If you have $1000 to spend ...you'd spend it on the kitchen vs the coffee maker
since more people will use the kitchen, you would enhance the kitchen more...vs the coffee maker since you have limited people who drink coffee

ACR came out in 2003
LR in 2006
 

AlanLichty

Moderator
Neither existed when I first started using PS on my scanned slides in 2000. I had to use Canon's software for RAW when I first got a D60 and was pretty excited when I could skip that step with ACR. I liked that even in the beta LR had the ACR tools built in and offered a better image catalog than Canon's software so once LR1.0 came out I moved everything over. I have always used the sidecar XLR for edits so the original RAW file is never altered. Good thing too - I am amazed at what the current versions of both ACR and LR can do with my old D60 captures in RAW.

I have always seen LR/PS being complimentary tools rather than an either/or scenario so am a bit surprised they are seen as somehow exclusive. There's a reason Adobe bundled them together for photographers in their subscription. I have never printed or published images directly from LR since PS does that sooooo much better anyway.
 

Ben Egbert

Forum Helper
Staff member
If I could ever figure out where stuff is in LR, it would be more user friendly to me. I don't like programs that build catalogs for me. Sort of like doors in a car that self locks when you don't expect to. Don't even ask me what I think of Oracle or Turbo Tax. Oracle was about 10% of the reason I took early retirement.
 

AlanLichty

Moderator
LR's big calling card has always been that it is a cataloging tool optimized to feed into PS. When you import an image to LR you are importing to the catalog and the develop tools can be applied to anything in the catalog. The edits you apply when you add modifications to an image are kept in a sidecar file that is indexed via the catalog. You can go back to any adjustment you have made to an image since all of those develop settings are saved.

With ACR you bring an image in to directly prep it for PS. It can keep the settings if you use it as a Smart layer in PS which have their own quirks. If you are using another tool for cataloging your image archive I can certainly see where LR's catalog focus would be annoying since it really only works when it builds one for you and it will always be doing that in the background.

I have just over 45,000 images in my LR catalog at home with almost all of them keyworded for easy retrieval. EXIF data for any given image is part of the catalog so I can pull up all of the images by EXIF attribute across the entire catalog (e.g. lens model, camera body, etc). My first task when I yank the memory card out of my camera is to import them into LR and add the primary keywords for the shooting session. I almost never access the image files directly in the filesystem and typically export the file and it's edits directly into PS from LR.
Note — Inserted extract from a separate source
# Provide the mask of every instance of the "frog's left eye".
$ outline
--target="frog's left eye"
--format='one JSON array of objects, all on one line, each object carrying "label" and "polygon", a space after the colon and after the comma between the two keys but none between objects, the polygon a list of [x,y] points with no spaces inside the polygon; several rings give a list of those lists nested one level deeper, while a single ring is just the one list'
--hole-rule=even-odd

That's how this messy conversation got started in the first place - when I dumped my phone images in and found the .heic file extension in the image catalog a few weeks ago. I had no idea how messy trying to import them directly into ACR was going to get.
 

Ben Egbert

Forum Helper
Staff member
Right, file naming and cataloging are very personal. I name by date and sequence number. I can find an image pretty fast and I don't use keywords. I always flatten my images as I save them and have not seen any advantage to me for smart layers. I usually prefer to start a redo from scratch and usually get a better result. Sometimes I cannot get back to a result I like, but that both frustrates me, but is also a learning tool.
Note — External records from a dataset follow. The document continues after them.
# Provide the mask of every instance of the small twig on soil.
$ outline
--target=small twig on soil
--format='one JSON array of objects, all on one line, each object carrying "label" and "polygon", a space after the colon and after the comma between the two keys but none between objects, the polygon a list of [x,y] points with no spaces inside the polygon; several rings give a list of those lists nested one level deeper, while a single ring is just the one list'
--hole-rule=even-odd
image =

I have the time to do this so it does not matter that much.
 

Sunny Sra

Well-Known Member
Another big reason for heic in LR and not in ACR...
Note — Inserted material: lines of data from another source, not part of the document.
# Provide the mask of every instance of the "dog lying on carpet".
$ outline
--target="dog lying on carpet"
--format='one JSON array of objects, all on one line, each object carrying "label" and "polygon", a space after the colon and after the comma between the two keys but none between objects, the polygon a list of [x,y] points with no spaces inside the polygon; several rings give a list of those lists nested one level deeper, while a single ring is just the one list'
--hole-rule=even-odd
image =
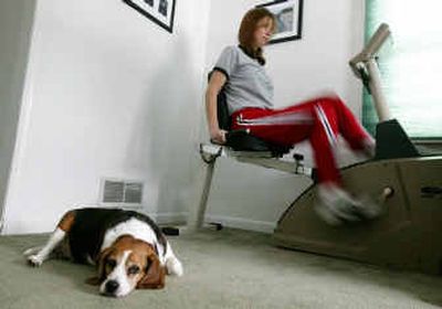
[{"label": "dog lying on carpet", "polygon": [[99,292],[123,297],[134,289],[160,289],[165,275],[181,276],[182,265],[161,230],[147,215],[118,209],[77,209],[65,213],[42,247],[24,252],[32,266],[50,257],[97,266],[87,280]]}]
LR is mobile on Android and IOS. HEIC is native on IOS...makes sense to update LR to handle a native image file system of IOS that is on millions of phones that photographers can edit in LR mobile and post on web etc

@Ben Egbert
Heard back from Chris @ Breezesystems...they have no plans to make heic native into BreezeBrowser.
 

Ben Egbert

Forum Helper
Staff member
Would not matter on Breeze. I use a different protocol for uploading. Both the I-cloud and Dropbox. I have I-cloud working between my Ipad and Iphone, but still trying to get it working on my Windows 10 computer. It's a password issue.